Mauritanie : boudez le dialogue, on agira à la Nkurunziza

Le président Aziz (crédit photo: Tawary.com)
Le président Aziz (crédit photo: Tawary.com)

J’ai lu à la loupe le discours prononcé par Me Sidi Mohamed Ould Maham, président de l’Union pour la République (UPR) devant des centaines de cadres et de militants de la formation au pouvoir en Mauritanie, à l’occasion de l’ultime « iftar » (rupture du jeûne) dans une moughataa de la périphérie de Nouakchott.

Comme il sait si bien le faire, Ould Maham a encore démonté l’opposition. Ou plutôt les oppositions. Car cette fois, celle qu’on appelle communément « l’opposition dialoguiste » ou « modérée » (la Coalition pour l’unité et l’alternance démocratique) n’a pas été épargnée. Elle a été rangée dans le même sac des « vêtements usagés » que le FNDU (Front national pour la démocratie et l’unité) par un Ould Maham très en verve, mâcha Allah, malgré une fin de ramadan harassante et préoccupante, même pour les « pauvres » de l’UPR.

Pour Ould Maham donc, c’est l’opposition qui refuse le dialogue, car elle craint de se faire « massacrer ». Ce n’est pas là une nouveauté. C’est un refrain qu’on entend depuis 2009. Aller une énième fois aux élections. Un autre refrain.

Ould Maham a peut-être raison. L’opposition d’aujourd’hui n’est plus celle de 2006. Ou de 2009. Ou, pour remonter le temps, de 2003, 2001, 1997 ou 1992. Des dates qui correspondent à autant d’élections ou l’opposition a toujours joué et perdu contre un pouvoir qui a tous les atouts en main. Comme aujourd’hui.

La principale force du président Aziz est d’avoir toujours misé sur le temps. Il sait que l’ennemi numéro un de toute opposition est l’usure. La force d’un Messaoud Ould Boulkheir, d’un Ahmed Ould Daddah ou d’un Mohamed Ould Maouloud était en 2007 ou en 2009. Comme en 92 face à Maawiya.
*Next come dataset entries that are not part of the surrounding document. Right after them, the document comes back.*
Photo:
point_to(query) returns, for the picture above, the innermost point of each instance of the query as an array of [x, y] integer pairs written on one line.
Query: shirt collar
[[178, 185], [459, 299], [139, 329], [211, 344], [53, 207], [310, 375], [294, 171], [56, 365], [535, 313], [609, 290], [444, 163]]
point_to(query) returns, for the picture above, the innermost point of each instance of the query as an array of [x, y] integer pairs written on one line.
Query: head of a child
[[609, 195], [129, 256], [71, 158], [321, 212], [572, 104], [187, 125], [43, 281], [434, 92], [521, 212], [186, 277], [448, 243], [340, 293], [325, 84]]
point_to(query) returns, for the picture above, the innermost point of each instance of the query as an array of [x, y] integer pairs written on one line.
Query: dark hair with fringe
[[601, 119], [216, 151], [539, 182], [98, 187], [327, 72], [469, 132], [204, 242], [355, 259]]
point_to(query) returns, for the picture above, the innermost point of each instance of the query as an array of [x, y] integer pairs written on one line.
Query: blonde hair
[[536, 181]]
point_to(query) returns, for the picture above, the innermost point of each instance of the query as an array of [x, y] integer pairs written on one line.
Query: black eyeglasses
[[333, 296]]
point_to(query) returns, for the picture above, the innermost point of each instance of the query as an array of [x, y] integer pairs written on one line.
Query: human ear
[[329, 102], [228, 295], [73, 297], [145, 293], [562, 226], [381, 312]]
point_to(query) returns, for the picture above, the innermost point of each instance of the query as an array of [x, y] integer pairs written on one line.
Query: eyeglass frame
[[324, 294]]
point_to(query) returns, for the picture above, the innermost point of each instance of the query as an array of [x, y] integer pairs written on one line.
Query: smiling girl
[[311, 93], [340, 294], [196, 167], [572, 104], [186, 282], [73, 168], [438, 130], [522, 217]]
A l’époque, ce trio de choc symbolisait,réellement, le changement. Quand l’opposition était encore l’opposition. Une question de principe non de positionnement dicté par des considérations bassement matérielles.
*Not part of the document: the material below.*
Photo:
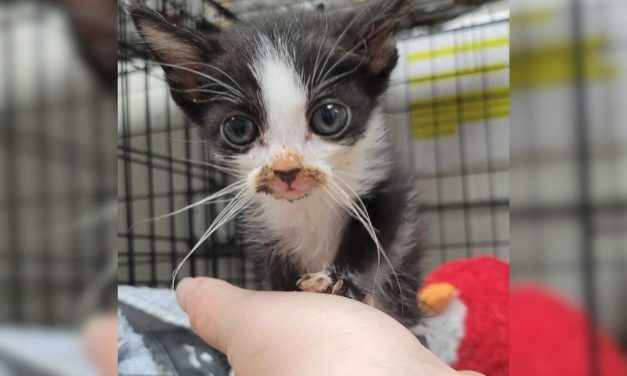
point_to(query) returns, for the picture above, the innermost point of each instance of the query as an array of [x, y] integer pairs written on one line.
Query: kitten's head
[[290, 99]]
Aziz qui a cotoyé Taya deux décennies durant sait très bien que l’élite intellectuelle de ce pays est au service de celui qui gouverne. Et qui a le soutien de l’armée. Le peuple lui n’est qu’un instrument entre les mains de cette élite qui le vend (ou le loue) au plus offrant.
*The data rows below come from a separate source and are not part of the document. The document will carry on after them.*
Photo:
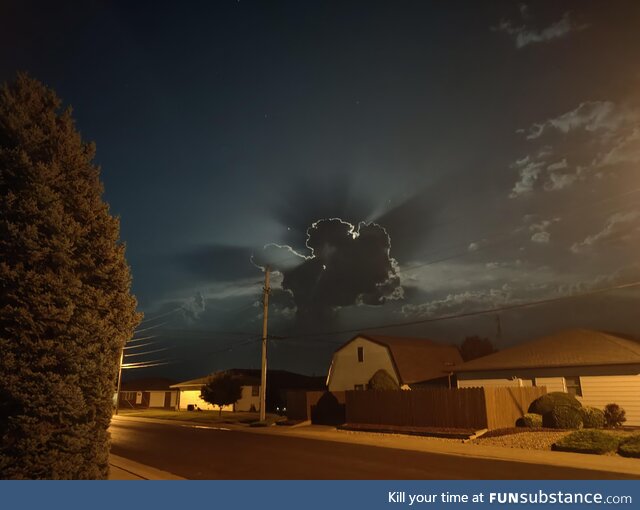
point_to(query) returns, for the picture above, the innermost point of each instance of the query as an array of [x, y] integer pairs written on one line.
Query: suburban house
[[278, 383], [189, 393], [598, 368], [153, 392], [411, 362]]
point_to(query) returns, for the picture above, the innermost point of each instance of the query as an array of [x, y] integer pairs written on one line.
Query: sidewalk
[[614, 464], [125, 469]]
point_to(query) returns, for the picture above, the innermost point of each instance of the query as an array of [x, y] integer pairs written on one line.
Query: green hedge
[[562, 417], [588, 441], [592, 417]]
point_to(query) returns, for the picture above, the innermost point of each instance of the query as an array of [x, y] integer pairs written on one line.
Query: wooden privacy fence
[[319, 406], [441, 407]]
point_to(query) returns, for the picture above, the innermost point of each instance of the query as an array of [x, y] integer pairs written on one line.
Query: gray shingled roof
[[571, 348], [417, 359]]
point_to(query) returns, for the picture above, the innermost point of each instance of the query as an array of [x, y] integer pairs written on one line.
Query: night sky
[[393, 161]]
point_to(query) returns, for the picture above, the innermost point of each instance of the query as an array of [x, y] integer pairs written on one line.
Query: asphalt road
[[198, 453]]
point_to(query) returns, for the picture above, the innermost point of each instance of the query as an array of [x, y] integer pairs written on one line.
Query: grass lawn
[[201, 416]]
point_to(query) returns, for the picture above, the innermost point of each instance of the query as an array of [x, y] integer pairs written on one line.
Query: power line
[[129, 366], [151, 319], [150, 327], [138, 346], [132, 340], [145, 353]]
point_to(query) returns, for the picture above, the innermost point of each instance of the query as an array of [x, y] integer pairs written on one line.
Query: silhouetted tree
[[382, 380], [65, 303], [475, 347], [222, 389]]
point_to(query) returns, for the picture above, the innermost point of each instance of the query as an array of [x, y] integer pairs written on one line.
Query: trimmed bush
[[530, 420], [630, 447], [592, 417], [614, 415], [563, 417], [588, 441], [545, 404]]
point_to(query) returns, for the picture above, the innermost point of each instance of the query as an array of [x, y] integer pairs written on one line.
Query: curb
[[131, 470]]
C’est pourquoi l’opposition se trompe encore, une nouvelle fois, en misant sur un changement des mentalités qui s’opérera par « sauts » réguliers, mais pas de manière brusque. Fort de cette constante, le pouvoir a le temps qu’il faut pour peaufiner sa stratégie et se maintenir au-delà de 2019. L’appel à la tenue d’élections pour le renouvellement des deux tiers du Sénat n’est qu’un premier pas sur cette voie.

Le seul risque pour lui est de voir la crise économique, réelle celle-là, accentuer les difficultés financières qui font que l’Etat ne vit (survit) qu’en accentuant la pression fiscale sur les principaux opérateurs économiques nationaux du secteur des banques, de l’import-export, de la distribution alimentaire et du transport. Le ralentissement de la marche des affaires et le manque criant de liquidités (manque d’argent, dit le Mauritanien lambda) est le pire ennemi pour le troisième mandat d’Aziz. S’il arrive à trouver la solution à ce problème et aux difficultés économiques qui commencent à surgir de toutes parts, le rais peut se permettre de refuser un dialogue dont la finalité n’est pas de trouver un consensus national sur les questions qui fâchent, mais de permettre à l’opposition de revenir dans le jeu. A moindre frais.

 

2 thoughts on “Mauritanie : boudez le dialogue, on agira à la Nkurunziza

  1. Merci Sneiba Mohamed pour cet éclairage édifiant. A la Nkurunziza, on dialogue, on bloque, on dialogue ensuite, finalment on vote pour gagner à tous les coups et coûts (même en vies humaines). Les absents ? Ils ne comptent pas : « suffrages non exprimés, immaturité démocratique d’opposants, sans base populaire, manipulés par les forces étrangères et les ennemis extérieurs et intérieurs de la nation ». C’est, dans nos « projets d’états émargeant », le passage de l’Etat-providence à l’Etat-individu.